Homecoming: Wickles Pickles returning production to Alabama
Sims Food Inc., the company behind the popular pickles that are sold across the U.S., is moving production from North Carolina back to Alabama.By the end of the year, Will and Trey Sims and partner Andy Anderson expect 100 percent of Wickles Pickles to be made at Magnolia Vegetable Processors in Brundidge.
The move could mean new growth and opportunities for the company, as well as closer ties with cucumber producers across the state.
“Our goal is to use as much produce as possible from Alabama growers and fill in the gaps elsewhere,” Will Sims said.
Bringing production back to Alabama has been a longtime dream for the partners.
The Sims brothers entered the pickling business in 1998, after sampling the spicy pickles their cousin made for a Halloween party. They purchased the recipe, which had been passed down by her grandmother, and Wickles Pickles was born.
They soon brought longtime friend Anderson on board, and the trio has led the company on an impressive growth streak. Featured on TV cooking shows, magazine spreads and restaurant menus, Wickles Pickles have a loyal following for their unique flavor that blends heat and sweet.
The product lineup includes 10 different items, and they are distributed to most major supermarket chains in all 50 states. Last year, Sims Food made several million jars of pickled products.
“We believe in the products, and it’s just grown from there,” Sims said. “We’ve enjoyed doing it, and we’ve kept it going.”
In the early days, the pickling operation was located in Dadeville, where the company has always maintained a sales office. But as demand grew, the partners had to look elsewhere for processors, and that took them to North Carolina.
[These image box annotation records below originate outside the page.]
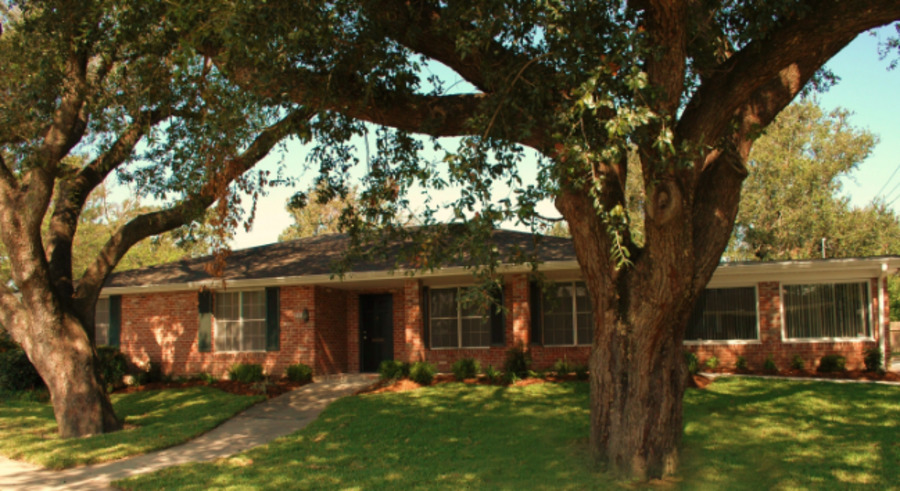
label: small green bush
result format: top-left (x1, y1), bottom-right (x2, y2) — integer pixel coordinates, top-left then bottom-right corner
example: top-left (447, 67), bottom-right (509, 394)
top-left (450, 358), bottom-right (481, 382)
top-left (378, 360), bottom-right (410, 380)
top-left (0, 349), bottom-right (44, 391)
top-left (97, 346), bottom-right (128, 392)
top-left (409, 361), bottom-right (437, 385)
top-left (553, 358), bottom-right (574, 375)
top-left (228, 363), bottom-right (266, 384)
top-left (484, 365), bottom-right (503, 384)
top-left (285, 363), bottom-right (312, 383)
top-left (863, 348), bottom-right (881, 372)
top-left (572, 365), bottom-right (588, 380)
top-left (503, 346), bottom-right (531, 379)
top-left (684, 351), bottom-right (700, 375)
top-left (816, 355), bottom-right (847, 373)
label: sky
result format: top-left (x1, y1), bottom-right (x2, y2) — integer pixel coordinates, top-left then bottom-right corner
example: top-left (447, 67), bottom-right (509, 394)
top-left (216, 27), bottom-right (900, 249)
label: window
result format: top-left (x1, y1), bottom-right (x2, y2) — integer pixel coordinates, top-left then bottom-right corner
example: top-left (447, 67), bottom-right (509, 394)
top-left (214, 290), bottom-right (266, 351)
top-left (428, 288), bottom-right (502, 348)
top-left (94, 297), bottom-right (109, 346)
top-left (684, 286), bottom-right (759, 341)
top-left (783, 282), bottom-right (872, 338)
top-left (540, 282), bottom-right (594, 346)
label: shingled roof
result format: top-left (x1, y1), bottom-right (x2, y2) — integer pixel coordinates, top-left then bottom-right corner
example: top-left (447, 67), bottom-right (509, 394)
top-left (105, 230), bottom-right (575, 288)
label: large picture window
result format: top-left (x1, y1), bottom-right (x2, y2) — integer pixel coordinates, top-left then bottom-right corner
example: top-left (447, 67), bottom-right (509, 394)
top-left (214, 290), bottom-right (266, 351)
top-left (539, 282), bottom-right (594, 346)
top-left (684, 286), bottom-right (759, 341)
top-left (428, 288), bottom-right (502, 348)
top-left (783, 282), bottom-right (872, 339)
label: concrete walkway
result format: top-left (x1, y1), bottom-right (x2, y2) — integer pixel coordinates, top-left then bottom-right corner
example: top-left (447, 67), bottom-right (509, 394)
top-left (0, 374), bottom-right (376, 491)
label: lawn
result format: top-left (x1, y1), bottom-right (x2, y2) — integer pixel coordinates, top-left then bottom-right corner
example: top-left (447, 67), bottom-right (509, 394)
top-left (116, 378), bottom-right (900, 490)
top-left (0, 386), bottom-right (262, 469)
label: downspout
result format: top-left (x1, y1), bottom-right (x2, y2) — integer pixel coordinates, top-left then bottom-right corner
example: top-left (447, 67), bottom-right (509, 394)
top-left (878, 263), bottom-right (890, 370)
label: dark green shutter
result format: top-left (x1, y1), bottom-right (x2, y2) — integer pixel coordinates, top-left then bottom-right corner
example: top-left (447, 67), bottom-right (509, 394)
top-left (528, 281), bottom-right (544, 344)
top-left (266, 286), bottom-right (281, 351)
top-left (197, 290), bottom-right (212, 353)
top-left (107, 295), bottom-right (122, 348)
top-left (491, 286), bottom-right (506, 346)
top-left (422, 286), bottom-right (431, 349)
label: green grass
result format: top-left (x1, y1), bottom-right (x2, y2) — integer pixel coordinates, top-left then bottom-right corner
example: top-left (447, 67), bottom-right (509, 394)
top-left (0, 386), bottom-right (262, 469)
top-left (110, 378), bottom-right (900, 490)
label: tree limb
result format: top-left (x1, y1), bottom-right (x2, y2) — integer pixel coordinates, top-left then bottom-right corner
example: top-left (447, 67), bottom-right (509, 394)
top-left (74, 108), bottom-right (315, 311)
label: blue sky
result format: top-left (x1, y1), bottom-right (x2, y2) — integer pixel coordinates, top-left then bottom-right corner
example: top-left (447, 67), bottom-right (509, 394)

“People see the label, and they are intrigued. Once they try them, they keep coming back.”
A key part of the move back to Alabama was the startup of Magnolia Vegetable Processors (MVP), which will process and pack Wickles Pickles. The company is located in Brundidge, which has a long history of food production.
Sims Food also has a stake in MVP, which opened last year in a new 66,000-square-foot building across the street from Southern Classic Food Group. MVP specializes in pickled vegetable products.
“Wickles was the first customer of MVP, and the driving force of what it was built around,” Sims said.
As Wickles Pickles’ business grew, it got so large that only a few places could process and pack the products, Anderson said.
“Sims found the perfect partner,” he said.
More growth is on the horizon, as the production move is giving the partners more creative control. That means opportunities for small batches to try out new products.
“We’ve just run the first batch of dill okra, which will be hitting grocery shelves soon,” Anderson said.
At the same time, the company has taken the opportunity of the transition to adjust its ingredient list. Turmeric has replaced artificial food coloring, and preservatives have been eliminated.
And finally, the Alabama-made Wickles Pickles are wearing updated labels for a fresh new look.
The Sims brothers never expected to get into the pickling business. Before they started making Wickles Pickles, Will was an aspiring photographer out West and Trey was a stockbroker in Atlanta.
But both were looking for a way to come home to Alabama and be closer to family, and the pickles paved the way.
One thing the partners don’t agree on is the best way to eat Wickles Pickles.
Anderson loves them on a barbecue sandwich, while Sims thinks they’re best with pimento cheese and Conecuh sausage.
Beyond that, their fans like them fried, chopped up in a salad and just straight out of the jar.
“People see the label, and they are intrigued. Once they try them, they keep coming back,” Anderson said.